After that she thought about Danny so much that it seemed to her that she thought about him every minute of the day. When she remembered what he had called himself and what he had called her, it gave her a hollow-tummy feeling of excitement.

But when he came back, the day before yesterday, came back while she was sitting on the front porch in the early afternoon reading a magazine, he nearly startled her out of her wits. He had come in the back and he came through the house without the slightest sound to the open front door and spoke her name. Her heart fluttered and felt as if it were trying to jump out of her chest.

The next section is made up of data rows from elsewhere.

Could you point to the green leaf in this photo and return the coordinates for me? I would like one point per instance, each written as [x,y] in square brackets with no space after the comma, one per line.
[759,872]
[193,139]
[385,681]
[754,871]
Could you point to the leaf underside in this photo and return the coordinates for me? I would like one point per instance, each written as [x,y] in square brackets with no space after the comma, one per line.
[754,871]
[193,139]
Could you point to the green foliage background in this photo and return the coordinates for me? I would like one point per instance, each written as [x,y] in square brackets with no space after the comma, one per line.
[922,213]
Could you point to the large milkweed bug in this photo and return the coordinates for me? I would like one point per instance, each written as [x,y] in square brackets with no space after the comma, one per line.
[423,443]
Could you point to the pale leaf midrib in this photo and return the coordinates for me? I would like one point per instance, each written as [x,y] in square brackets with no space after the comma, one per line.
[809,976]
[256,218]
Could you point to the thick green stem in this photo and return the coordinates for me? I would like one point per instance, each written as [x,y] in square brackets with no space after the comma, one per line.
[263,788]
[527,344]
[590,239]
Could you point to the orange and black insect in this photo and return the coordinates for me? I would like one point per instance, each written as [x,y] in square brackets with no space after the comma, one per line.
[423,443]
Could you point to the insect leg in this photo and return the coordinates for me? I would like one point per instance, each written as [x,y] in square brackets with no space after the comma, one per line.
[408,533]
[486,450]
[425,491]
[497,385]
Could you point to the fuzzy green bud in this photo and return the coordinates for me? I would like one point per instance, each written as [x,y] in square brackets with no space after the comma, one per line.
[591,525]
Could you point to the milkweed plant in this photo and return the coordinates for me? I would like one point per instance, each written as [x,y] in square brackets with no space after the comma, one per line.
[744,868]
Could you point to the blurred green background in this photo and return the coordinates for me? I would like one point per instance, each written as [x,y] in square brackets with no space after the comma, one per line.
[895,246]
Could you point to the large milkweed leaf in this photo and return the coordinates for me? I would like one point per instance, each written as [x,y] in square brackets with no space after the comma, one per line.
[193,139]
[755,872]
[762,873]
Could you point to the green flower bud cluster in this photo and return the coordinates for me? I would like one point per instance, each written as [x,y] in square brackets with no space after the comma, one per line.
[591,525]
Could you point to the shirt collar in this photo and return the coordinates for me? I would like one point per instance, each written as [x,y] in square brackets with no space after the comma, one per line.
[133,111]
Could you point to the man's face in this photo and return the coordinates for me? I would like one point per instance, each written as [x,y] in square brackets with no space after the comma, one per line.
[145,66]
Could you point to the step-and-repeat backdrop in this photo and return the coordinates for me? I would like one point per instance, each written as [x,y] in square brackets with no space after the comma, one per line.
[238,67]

She went in, and felt too shy to look directly at him. He said, “I should have known it when I got my first good look at you.”

“What do you mean?”

“You know what I mean. Of all the guys in the world, he’s the one who has to hook up with you, Lucille.”

She looked at him then. He was grinning at her, but it wasn’t a warm grin. “You made me do it.”

“That’s right, Lucille. I made you do it.”

“Why don’t you get your envelope and get out?”

“I don’t want it yet. I want you to keep this, too.” He handed her an unsealed envelope. “Go ahead. Look in it.”